Relatório diz que Putin ordenou envenenamento de ex-espião russo na Inglaterra
Novo relatório conclui que o presidente russo Vladimir Putin ordenou ataque com arma química contra ex-espião russo em 2018, embora negasse acusação

Um inquérito público no Reino Unido, divulgado nesta quinta-feira, 4, atribui ao presidente russo Vladimir Putin a responsabilidade pela ordem de um ataque utilizando o agente nervoso Novichok contra o ex-agente duplo Sergei Skripal em 2018. O relatório descreve a ação como uma demonstração “imprudente” de poder, que culminou na morte trágica da inocente Dawn Sturgess.
Sergei Skripal e sua filha Yulia foram encontrados inconscientes em um banco público na cidade de Salisbury, no sul da Inglaterra, em março de 2018. A investigação revelou que o veneno foi aplicado na maçaneta da porta da casa do ex-espião.

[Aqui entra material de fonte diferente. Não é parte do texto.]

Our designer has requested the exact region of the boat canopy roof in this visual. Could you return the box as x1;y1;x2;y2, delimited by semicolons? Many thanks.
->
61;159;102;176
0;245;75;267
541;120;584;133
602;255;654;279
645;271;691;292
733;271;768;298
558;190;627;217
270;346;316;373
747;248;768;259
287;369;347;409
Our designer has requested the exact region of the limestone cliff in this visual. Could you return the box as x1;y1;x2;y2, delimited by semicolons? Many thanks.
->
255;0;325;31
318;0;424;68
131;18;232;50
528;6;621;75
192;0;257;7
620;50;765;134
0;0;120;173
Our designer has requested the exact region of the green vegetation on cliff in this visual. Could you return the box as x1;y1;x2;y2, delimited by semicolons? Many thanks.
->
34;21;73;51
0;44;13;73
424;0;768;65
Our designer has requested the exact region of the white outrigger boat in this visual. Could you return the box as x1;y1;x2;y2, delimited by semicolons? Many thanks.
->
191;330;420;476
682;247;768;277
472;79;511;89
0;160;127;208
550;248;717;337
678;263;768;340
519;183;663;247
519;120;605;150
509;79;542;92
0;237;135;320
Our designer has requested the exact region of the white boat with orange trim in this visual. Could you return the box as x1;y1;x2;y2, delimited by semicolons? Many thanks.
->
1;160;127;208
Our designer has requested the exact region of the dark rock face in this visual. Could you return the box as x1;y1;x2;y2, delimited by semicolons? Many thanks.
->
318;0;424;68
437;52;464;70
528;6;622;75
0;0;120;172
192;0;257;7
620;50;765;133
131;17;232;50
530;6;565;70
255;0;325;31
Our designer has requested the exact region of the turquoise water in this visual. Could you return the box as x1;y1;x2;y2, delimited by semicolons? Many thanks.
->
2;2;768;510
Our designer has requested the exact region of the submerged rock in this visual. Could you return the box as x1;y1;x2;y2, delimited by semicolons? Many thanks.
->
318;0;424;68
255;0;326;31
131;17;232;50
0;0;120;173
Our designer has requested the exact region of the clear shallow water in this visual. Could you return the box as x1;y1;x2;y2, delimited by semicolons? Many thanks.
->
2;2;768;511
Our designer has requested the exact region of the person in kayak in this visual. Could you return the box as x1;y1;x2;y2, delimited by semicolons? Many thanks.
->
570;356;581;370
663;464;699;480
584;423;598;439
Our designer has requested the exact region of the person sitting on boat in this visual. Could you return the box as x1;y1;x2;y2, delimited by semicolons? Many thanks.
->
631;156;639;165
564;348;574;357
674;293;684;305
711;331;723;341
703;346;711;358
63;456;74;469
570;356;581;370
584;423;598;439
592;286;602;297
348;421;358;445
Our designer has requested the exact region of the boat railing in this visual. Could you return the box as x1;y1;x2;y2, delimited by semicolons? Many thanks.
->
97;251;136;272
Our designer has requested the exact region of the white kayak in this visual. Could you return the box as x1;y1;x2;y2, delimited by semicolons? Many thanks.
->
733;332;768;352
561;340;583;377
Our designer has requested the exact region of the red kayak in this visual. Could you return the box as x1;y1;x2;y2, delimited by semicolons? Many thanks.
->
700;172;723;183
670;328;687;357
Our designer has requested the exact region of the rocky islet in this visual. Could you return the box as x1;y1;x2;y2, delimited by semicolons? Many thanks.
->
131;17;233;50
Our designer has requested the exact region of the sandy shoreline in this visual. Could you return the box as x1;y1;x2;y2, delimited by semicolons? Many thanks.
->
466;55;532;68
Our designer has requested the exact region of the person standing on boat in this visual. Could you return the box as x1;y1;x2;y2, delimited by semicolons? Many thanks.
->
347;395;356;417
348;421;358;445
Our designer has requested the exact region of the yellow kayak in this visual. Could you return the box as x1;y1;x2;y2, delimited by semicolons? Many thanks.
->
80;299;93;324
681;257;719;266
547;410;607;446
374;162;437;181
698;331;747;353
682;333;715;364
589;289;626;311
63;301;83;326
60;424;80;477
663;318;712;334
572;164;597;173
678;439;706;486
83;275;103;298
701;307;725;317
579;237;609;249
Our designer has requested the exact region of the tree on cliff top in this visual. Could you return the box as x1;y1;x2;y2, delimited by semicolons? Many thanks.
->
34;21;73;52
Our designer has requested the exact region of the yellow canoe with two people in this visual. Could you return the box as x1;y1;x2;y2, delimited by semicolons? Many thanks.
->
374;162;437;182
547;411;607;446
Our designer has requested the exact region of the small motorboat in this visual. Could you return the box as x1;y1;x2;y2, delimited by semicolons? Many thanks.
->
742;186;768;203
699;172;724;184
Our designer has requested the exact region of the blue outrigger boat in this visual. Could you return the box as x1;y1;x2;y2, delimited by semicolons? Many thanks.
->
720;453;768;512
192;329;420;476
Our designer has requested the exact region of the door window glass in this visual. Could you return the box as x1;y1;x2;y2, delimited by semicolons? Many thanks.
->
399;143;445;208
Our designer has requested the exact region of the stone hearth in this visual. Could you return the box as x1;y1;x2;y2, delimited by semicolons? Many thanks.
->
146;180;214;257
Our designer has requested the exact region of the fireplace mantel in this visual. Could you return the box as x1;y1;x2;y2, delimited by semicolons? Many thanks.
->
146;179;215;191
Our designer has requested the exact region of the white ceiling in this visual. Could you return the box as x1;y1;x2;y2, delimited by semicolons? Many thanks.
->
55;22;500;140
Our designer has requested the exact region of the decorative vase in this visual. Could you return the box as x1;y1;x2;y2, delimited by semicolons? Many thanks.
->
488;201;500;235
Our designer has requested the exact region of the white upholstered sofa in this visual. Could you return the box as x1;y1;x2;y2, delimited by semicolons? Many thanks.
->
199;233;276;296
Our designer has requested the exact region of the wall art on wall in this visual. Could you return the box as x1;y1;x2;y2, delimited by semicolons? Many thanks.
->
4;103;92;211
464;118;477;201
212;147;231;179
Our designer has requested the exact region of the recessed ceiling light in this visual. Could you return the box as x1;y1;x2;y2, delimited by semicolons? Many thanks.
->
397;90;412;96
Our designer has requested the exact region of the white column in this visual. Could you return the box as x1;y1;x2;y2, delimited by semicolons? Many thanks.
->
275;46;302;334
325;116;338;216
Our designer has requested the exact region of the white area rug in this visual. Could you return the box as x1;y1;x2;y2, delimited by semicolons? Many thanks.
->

Quatro meses após o incidente, Dawn Sturgess, mãe de três filhos, faleceu em decorrência da exposição ao veneno, depois que seu parceiro encontrou uma garrafa de perfume adulterada utilizada por espiões russos para contrabandear o agente letal.
A investigação, liderada pelo ex-juiz da Suprema Corte britânica Anthony Hughes, concluiu que uma equipe da inteligência militar russa (GRU) foi responsável pela tentativa de assassinato de Skripal, que havia vendido segredos para os britânicos e se estabelecido no Reino Unido após uma troca de espiões em 2010.
Hughes afirmou: “Concluí que a operação para assassinar Sergei Skripal deve ter sido autorizada ao mais alto nível, pelo presidente Putin“. “A evidência de que este foi um ataque do Estado russo é esmagadora”, continuou. A Rússia, por sua vez, sempre negou qualquer envolvimento e rejeitou as acusações como mera propaganda anti-russa.
A embaixada russa em Londres não respondeu imediatamente a solicitações para comentar sobre o relatório. Durante a investigação, ficou claro que os dois agentes russos responsáveis pelo ataque agiram sem considerar o risco que representavam para a população local ao descartar o frasco contaminado.
O inquérito revelou que a garrafa contendo o veneno tinha potencial suficiente para matar milhares de pessoas. Hughes destacou a irresponsabilidade dos autores do ataque e dos oficiais superiores da GRU, incluindo Putin, em relação à morte de Sturgess.
Atividades hostis russas
Como resultado das conclusões do inquérito, o governo britânico anunciou novas sanções direcionadas à GRU e convocou o embaixador russo em Londres para discutir a “campanha em curso de atividade hostil” por parte da Rússia. O primeiro-ministro britânico Keir Starmer declarou: “O Reino Unido sempre enfrentará o regime brutal de Putin e chamará sua máquina assassina pelo que é”.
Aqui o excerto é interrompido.